Then I slept. When I awoke, I felt sad but oddly free. I even felt some pity for Emily, so alone in that great house, keeping half the world at arm’s length and driving the rest away. But sadness did not excuse what she had done. I would not see her again.
Mercifully, that summer, with Emily gone and Roger lost to me, I was busier than I had ever been. I taught, I wrote, I traveled to New York to meet with Alan, to help select new teachers. I was invited to lecture on early childhood education and to write essays for newspapers. There was Elena to watch over and nurture, and Lolly to visit in Boston. When I thought of Roger, it was with longing but not despair; my life was now becoming meaningful and full again. And so, summer rolled into autumn.
From time to time as the months passed, I received notes or poems from Emily. None of them referred to our last meeting, and all of them were disturbing. I was still angry with her, and each time I saw that familiar hand on an envelope, I felt a shudder of exasperation, but I was curious despite my anger, and sometimes I did read them. The poems, in particular, suggested a depth of feeling I could not believe — more of Emily’s melodrama. One poem I recognized from the time years ago when we had collected her poems into fascicles: Emily was sending earlier work.
Come slowly — Eden!
Lips unused to Thee —
Bashful — sip thy Jessamines —
As the fainting Bee —
Then another arrived, and I knew I needed to do something.

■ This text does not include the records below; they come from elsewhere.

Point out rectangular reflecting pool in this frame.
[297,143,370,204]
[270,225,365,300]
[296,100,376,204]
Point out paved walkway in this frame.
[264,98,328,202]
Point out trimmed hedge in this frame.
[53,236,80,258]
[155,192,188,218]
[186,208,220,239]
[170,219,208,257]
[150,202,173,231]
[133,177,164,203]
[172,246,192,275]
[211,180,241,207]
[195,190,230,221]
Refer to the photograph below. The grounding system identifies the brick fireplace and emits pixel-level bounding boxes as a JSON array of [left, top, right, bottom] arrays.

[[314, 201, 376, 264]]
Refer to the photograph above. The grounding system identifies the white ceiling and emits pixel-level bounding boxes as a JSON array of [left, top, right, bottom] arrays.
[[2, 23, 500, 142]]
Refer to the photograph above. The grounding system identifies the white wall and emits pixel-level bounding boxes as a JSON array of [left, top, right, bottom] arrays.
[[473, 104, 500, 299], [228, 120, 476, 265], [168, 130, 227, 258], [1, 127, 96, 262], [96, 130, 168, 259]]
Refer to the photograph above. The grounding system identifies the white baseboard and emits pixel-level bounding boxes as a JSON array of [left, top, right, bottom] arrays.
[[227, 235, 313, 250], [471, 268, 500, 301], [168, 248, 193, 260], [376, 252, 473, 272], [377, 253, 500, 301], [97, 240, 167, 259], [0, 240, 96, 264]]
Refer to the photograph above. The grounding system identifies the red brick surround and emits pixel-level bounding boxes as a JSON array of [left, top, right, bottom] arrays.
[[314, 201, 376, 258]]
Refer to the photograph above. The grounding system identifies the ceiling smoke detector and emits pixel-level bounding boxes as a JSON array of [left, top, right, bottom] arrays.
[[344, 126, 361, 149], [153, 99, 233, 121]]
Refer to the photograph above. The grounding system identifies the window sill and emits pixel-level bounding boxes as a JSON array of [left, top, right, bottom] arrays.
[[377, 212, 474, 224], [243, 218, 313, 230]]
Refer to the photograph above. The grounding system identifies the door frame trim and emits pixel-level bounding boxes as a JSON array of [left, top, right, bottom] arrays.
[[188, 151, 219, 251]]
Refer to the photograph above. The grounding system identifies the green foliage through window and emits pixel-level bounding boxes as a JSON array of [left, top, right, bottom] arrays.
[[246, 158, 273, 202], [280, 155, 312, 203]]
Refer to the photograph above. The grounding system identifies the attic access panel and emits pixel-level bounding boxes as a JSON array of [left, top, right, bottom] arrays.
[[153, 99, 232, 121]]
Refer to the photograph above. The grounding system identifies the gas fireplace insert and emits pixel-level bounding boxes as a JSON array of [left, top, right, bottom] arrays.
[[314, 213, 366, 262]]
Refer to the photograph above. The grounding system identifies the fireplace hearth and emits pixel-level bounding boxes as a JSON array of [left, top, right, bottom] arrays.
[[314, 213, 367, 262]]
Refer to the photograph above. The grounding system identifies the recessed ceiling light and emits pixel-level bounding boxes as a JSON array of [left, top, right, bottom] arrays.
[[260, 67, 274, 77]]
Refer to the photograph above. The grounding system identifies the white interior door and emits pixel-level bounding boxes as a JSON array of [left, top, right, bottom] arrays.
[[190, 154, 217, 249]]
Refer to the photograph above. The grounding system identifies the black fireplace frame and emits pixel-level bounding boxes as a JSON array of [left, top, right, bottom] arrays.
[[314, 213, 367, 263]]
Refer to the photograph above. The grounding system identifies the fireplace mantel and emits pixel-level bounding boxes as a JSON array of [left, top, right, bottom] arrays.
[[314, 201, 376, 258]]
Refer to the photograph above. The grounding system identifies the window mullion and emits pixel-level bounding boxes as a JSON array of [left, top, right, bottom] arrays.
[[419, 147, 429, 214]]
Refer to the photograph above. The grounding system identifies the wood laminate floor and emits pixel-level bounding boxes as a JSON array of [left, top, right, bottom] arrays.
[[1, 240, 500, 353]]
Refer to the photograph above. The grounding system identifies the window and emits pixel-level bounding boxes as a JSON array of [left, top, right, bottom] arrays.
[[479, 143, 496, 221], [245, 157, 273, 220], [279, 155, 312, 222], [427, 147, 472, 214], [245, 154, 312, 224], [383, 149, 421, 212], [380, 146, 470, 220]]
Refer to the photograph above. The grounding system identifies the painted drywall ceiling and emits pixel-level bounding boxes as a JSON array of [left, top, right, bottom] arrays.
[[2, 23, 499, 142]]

Wild Nights — Wild Nights!
Were I with thee
Wild Nights should be
Our luxury!
Futile — the Winds —
To a Heart in port —
Done with the Compass —
Done with the Chart!
Rowing in Eden —
Ah, the Sea!
Might I but moor — Tonight —
In Thee!
This was a blatant love poem. And not simply a romantic love but one suffused with a deep and erotic desire. I could not imagine Emily expressing that to me, but why else would she send it? Did she imagine such an avowal would move me to take up our friendship again? That as she had forced Roger away, she might offer herself to me as an alternative? I had no intention of seeing Emily again. I wanted the poems to stop.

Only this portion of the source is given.